13. In the “blooper heard round the world” Gerald Ford claimed that the Soviet Union did not dominate Eastern Europe, who were instead free from Soviet interference
During the 1976 presidential debates between President Gerald Ford, elevated to the Oval Office by the resignation of Richard Nixon in 1974, and former Georgia Governor Jimmy Carter, one of, if not the archetypal gaffe in modern American politics occurred. In response to a follow-up question from moderator Max Frankel, Ford incredulously responded that “there is no Soviet domination of Eastern Europe and there never will be under a Ford administration”. Listing Yugoslavia, Romania, and Poland, Ford claimed that “each of those countries is independent, autonomous: it has its own territorial integrity and the United States does not concede that those countries are under the domination of the Soviet Union”.

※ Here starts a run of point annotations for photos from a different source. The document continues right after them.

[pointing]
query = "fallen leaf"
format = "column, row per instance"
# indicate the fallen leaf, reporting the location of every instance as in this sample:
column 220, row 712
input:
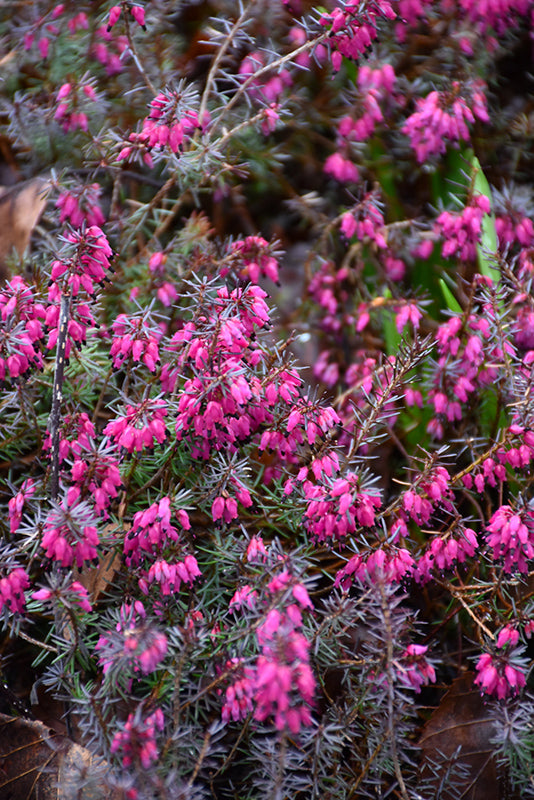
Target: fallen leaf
column 36, row 763
column 20, row 208
column 459, row 732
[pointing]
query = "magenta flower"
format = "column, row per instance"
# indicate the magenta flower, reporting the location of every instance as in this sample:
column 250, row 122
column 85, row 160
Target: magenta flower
column 12, row 585
column 510, row 534
column 90, row 263
column 498, row 674
column 136, row 741
column 152, row 531
column 443, row 117
column 81, row 204
column 135, row 644
column 135, row 338
column 140, row 427
column 413, row 670
column 255, row 258
column 70, row 534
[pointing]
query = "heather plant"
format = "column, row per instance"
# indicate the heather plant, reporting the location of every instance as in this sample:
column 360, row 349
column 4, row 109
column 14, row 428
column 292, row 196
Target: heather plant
column 266, row 392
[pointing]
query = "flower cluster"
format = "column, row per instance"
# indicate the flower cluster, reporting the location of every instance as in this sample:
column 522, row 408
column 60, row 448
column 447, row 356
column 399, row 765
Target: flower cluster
column 510, row 533
column 443, row 117
column 70, row 101
column 461, row 231
column 135, row 742
column 140, row 427
column 89, row 265
column 502, row 673
column 21, row 331
column 170, row 123
column 80, row 204
column 135, row 645
column 70, row 533
column 351, row 31
column 281, row 683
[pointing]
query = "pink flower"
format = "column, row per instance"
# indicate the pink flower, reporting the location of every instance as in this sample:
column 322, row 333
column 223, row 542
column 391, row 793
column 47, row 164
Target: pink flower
column 114, row 14
column 443, row 117
column 135, row 644
column 138, row 13
column 136, row 339
column 510, row 534
column 70, row 535
column 497, row 675
column 139, row 427
column 341, row 169
column 136, row 742
column 12, row 585
column 413, row 670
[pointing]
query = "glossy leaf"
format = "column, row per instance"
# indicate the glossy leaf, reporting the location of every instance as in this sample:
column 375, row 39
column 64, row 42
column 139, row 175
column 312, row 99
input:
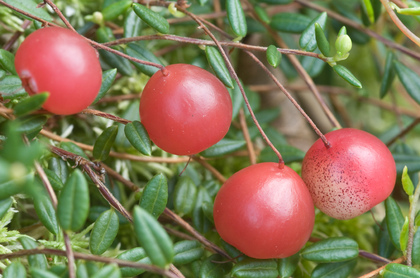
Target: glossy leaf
column 108, row 78
column 331, row 250
column 287, row 266
column 109, row 271
column 185, row 194
column 138, row 255
column 15, row 270
column 104, row 232
column 35, row 261
column 255, row 268
column 7, row 61
column 333, row 270
column 154, row 20
column 11, row 87
column 211, row 269
column 224, row 146
column 138, row 137
column 115, row 9
column 321, row 40
column 73, row 202
column 399, row 271
column 153, row 238
column 142, row 53
column 155, row 195
column 394, row 221
column 290, row 22
column 415, row 256
column 273, row 56
column 187, row 251
column 389, row 74
column 30, row 104
column 218, row 65
column 46, row 212
column 344, row 73
column 409, row 79
column 132, row 24
column 104, row 142
column 236, row 17
column 407, row 183
column 307, row 40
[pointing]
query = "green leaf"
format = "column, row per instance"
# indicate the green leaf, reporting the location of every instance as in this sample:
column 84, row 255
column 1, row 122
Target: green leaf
column 7, row 61
column 153, row 238
column 388, row 76
column 112, row 11
column 287, row 266
column 255, row 268
column 11, row 87
column 138, row 137
column 137, row 51
column 104, row 232
column 185, row 194
column 132, row 24
column 155, row 196
column 108, row 78
column 137, row 255
column 46, row 212
column 15, row 270
column 321, row 40
column 394, row 221
column 336, row 249
column 344, row 73
column 273, row 56
column 307, row 40
column 35, row 261
column 415, row 255
column 30, row 104
column 385, row 246
column 187, row 251
column 236, row 17
column 154, row 20
column 223, row 147
column 333, row 270
column 109, row 271
column 31, row 7
column 407, row 183
column 104, row 142
column 290, row 22
column 218, row 65
column 211, row 268
column 409, row 79
column 404, row 235
column 73, row 202
column 399, row 271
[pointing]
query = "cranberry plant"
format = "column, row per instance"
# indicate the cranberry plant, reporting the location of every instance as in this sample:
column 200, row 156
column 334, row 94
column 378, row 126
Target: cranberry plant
column 237, row 96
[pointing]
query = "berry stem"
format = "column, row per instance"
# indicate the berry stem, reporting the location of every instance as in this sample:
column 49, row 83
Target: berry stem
column 235, row 76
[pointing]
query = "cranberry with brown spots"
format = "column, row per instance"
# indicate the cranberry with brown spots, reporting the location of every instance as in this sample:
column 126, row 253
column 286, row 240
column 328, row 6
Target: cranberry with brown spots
column 355, row 174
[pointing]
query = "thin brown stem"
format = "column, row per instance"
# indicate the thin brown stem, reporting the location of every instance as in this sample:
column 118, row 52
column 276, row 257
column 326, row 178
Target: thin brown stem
column 236, row 78
column 89, row 257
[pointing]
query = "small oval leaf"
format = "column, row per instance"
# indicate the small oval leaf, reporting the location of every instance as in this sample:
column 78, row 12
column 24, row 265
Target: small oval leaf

Naturally, the rest of the world immediately frantically scrambled to respond to this incredible statement by the incumbent President of the United States, with the Soviets seeking to capitalize on a valuable piece of free propaganda and the “Free World” seeking to shore up support for democracy in Europe. The New York Times determined that the comment was “enormously harmful to Mr. Ford, because his statement seemed to suggest that he did not understand the geopolitics of the region” and the remark is widely regarded as “one of the most damaging gaffes in the history of presidential politics”. Years later, Carter would express gratitude to Ford’s misguided and insistent proclamation, stating that “if it hadn’t been for the debates, I would have lost.”